A People of the Pillar

Lone Ranger Christianity makes for a lousy compass.

I met Jerry in passing some years ago, while he was seeking ministry opportunities.  I hadn’t seen him since that time, so I was surprised to get a phone call from him. He and his wife wanted to sit down over coffee and pick my brain on some items. 

As they started talking, I could tell they were off their game. Jerry had finally scored a high visibility staff position at a megachurch, but hadn’t done well with it.  Both of them described how there had been no experience of community in that large congregation, and how this needed to change and that needed to change. I wondered while they were talking, what the people at that church would say if I picked up the phone and asked about them, whether there be another side of the story.   I didn’t think Jerry and Sheila were being deliberately deceptive, but people sometimes unconsciously edit their story in order to make their case.  

So  I asked the two of them, “Please be honest with me—outside of your job description, did you make yourself available to the people in the church?  Were you around, or did you opt out of everything you could?” To their credit, they really were honest. “No,” they said, “We had our own life and our own plans, and we weren’t available.”  

But rather than own his complicity in the wrinkles of his new church, Jerry had quit.  He and Sheila had left the congregation, and that’s where their confusion really started.  They couldn’t figure out what to do next, but were sure they had “the Lord’s leading.” The problem was, which version of “leading” would they follow? 
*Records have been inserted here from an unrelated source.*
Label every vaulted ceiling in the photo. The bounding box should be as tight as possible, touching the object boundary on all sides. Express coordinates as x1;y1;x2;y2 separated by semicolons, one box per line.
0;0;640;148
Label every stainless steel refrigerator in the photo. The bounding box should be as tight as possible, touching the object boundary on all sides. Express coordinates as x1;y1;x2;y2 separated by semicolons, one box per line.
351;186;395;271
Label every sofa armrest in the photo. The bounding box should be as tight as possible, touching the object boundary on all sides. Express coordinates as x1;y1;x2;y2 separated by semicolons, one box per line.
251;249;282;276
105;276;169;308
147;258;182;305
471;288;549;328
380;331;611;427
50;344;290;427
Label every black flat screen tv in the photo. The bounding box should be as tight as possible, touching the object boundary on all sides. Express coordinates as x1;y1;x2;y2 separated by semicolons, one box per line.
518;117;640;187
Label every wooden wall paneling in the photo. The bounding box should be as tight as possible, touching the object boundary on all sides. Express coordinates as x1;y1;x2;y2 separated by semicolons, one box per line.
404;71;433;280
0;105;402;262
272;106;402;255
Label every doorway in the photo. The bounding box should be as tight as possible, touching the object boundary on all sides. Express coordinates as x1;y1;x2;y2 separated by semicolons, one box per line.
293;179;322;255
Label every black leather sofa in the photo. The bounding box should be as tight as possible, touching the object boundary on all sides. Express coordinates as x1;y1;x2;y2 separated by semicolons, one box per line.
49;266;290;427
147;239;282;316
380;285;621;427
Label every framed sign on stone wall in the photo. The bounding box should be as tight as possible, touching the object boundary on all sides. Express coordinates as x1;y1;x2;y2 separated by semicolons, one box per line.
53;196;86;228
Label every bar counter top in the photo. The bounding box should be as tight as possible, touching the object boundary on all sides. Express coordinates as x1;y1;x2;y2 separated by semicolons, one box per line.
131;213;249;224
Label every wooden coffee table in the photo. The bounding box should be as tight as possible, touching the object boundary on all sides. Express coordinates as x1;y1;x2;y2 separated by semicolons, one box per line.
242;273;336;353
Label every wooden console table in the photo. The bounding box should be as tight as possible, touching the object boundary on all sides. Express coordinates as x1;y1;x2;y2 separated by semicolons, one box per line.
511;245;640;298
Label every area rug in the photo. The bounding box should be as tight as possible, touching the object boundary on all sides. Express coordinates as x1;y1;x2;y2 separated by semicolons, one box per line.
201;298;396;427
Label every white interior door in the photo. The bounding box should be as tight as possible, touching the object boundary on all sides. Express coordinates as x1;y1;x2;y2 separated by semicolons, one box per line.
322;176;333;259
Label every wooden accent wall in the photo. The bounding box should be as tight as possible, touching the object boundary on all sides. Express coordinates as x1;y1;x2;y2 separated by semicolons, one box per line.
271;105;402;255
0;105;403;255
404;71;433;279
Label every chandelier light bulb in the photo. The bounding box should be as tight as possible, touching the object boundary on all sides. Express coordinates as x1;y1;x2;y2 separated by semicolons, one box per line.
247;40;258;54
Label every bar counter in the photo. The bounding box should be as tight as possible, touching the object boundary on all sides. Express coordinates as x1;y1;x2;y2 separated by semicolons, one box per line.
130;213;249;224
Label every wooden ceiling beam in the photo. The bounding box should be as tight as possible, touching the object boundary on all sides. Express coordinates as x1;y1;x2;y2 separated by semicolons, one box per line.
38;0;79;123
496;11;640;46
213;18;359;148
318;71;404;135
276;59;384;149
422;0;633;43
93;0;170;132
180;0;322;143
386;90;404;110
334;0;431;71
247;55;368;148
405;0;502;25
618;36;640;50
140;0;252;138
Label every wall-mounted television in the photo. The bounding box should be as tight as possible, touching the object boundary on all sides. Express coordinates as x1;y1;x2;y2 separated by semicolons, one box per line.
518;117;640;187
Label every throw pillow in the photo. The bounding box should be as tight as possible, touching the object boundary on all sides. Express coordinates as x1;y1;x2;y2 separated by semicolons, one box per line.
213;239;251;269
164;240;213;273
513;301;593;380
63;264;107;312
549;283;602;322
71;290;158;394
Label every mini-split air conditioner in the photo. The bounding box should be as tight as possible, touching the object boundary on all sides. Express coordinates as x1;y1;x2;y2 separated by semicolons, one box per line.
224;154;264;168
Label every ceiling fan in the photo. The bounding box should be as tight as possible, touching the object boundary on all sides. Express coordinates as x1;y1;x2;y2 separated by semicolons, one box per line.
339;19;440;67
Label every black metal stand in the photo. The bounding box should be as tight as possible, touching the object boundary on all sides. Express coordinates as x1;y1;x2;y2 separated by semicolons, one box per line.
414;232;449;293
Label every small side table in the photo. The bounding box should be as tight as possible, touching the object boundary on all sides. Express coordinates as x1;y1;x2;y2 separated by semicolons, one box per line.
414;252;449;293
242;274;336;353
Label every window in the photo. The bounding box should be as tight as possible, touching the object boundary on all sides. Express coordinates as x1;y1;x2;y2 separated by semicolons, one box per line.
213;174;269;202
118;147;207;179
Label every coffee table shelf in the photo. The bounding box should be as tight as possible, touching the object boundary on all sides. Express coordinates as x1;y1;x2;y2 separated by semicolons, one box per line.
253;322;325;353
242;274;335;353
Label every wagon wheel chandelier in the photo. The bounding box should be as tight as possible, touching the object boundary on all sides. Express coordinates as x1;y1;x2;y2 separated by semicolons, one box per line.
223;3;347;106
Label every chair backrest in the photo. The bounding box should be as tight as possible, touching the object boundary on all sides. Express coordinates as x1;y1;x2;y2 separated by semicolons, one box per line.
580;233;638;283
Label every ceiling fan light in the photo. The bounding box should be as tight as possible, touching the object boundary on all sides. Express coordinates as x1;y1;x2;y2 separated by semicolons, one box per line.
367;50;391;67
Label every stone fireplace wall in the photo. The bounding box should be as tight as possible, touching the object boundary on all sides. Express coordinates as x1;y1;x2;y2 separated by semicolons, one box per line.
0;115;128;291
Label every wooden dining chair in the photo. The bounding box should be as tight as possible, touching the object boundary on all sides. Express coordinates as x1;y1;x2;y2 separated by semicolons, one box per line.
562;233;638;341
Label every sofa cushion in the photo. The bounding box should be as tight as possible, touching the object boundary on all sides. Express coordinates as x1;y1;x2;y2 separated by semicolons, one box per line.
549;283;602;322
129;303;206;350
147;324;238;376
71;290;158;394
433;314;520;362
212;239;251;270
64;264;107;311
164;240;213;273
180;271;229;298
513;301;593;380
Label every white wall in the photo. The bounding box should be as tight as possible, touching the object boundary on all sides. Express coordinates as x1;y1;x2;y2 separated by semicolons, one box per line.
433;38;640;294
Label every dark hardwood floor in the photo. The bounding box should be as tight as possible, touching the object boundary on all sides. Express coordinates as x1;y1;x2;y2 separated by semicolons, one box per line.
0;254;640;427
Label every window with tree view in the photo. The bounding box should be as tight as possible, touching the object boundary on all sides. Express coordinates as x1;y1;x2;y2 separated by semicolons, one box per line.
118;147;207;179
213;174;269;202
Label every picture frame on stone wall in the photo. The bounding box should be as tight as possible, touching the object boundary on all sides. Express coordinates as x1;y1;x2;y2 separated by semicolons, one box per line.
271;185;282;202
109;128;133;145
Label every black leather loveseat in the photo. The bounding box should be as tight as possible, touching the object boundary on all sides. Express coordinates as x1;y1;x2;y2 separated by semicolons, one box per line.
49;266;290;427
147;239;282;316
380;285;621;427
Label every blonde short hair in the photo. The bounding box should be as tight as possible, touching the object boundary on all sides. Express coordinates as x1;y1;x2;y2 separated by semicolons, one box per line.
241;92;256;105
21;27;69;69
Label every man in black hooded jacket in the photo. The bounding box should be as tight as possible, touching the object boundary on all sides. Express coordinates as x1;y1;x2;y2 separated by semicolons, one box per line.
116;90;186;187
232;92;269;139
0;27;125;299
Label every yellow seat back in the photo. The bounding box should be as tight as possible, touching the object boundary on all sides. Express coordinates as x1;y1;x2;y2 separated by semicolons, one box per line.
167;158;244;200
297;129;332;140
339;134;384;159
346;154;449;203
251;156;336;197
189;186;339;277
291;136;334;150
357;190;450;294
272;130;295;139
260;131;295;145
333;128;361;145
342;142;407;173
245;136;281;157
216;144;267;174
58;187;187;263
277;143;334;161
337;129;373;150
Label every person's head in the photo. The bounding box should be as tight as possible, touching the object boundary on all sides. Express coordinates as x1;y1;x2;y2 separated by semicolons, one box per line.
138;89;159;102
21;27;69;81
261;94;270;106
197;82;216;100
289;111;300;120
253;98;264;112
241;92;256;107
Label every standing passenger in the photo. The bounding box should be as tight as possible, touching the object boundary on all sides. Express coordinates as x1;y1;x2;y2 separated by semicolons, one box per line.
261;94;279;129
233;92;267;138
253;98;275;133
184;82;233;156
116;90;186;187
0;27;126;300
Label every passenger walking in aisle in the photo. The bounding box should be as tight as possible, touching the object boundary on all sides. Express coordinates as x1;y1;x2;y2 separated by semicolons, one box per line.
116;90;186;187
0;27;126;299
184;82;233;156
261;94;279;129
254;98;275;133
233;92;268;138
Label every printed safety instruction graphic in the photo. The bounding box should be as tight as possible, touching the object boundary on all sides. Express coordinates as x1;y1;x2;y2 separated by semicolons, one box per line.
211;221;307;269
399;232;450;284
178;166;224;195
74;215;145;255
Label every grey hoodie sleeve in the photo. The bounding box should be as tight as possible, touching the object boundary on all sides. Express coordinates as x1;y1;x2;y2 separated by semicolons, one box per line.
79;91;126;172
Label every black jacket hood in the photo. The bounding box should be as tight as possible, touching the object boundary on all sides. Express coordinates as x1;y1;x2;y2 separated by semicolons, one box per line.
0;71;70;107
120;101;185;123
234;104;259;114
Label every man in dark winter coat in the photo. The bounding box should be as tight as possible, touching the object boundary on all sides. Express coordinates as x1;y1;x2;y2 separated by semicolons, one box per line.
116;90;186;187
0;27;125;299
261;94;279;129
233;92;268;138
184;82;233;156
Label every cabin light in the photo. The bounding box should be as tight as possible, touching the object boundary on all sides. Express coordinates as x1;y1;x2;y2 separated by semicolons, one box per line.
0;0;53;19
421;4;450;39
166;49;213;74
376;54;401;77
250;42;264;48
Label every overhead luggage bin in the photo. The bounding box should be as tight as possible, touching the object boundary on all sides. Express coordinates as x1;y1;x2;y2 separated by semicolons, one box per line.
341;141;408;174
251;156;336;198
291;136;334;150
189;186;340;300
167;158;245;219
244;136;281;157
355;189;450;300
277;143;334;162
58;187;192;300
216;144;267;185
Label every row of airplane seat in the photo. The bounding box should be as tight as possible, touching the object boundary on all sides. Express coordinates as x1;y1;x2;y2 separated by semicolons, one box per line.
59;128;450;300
At one level, there was a need to get some money coming in, to make a living. That was the family compass. But then Jerry had a compass of his own. He wanted to find some kind of new ministry adventure. Sheila also had her compass, which was to relocate closer to her family. The kids probably had theirs, too. These separate motives and agendas were conflicting, directing them all over the place.  There was nothing larger than themselves and their family anymore, and thus no true north.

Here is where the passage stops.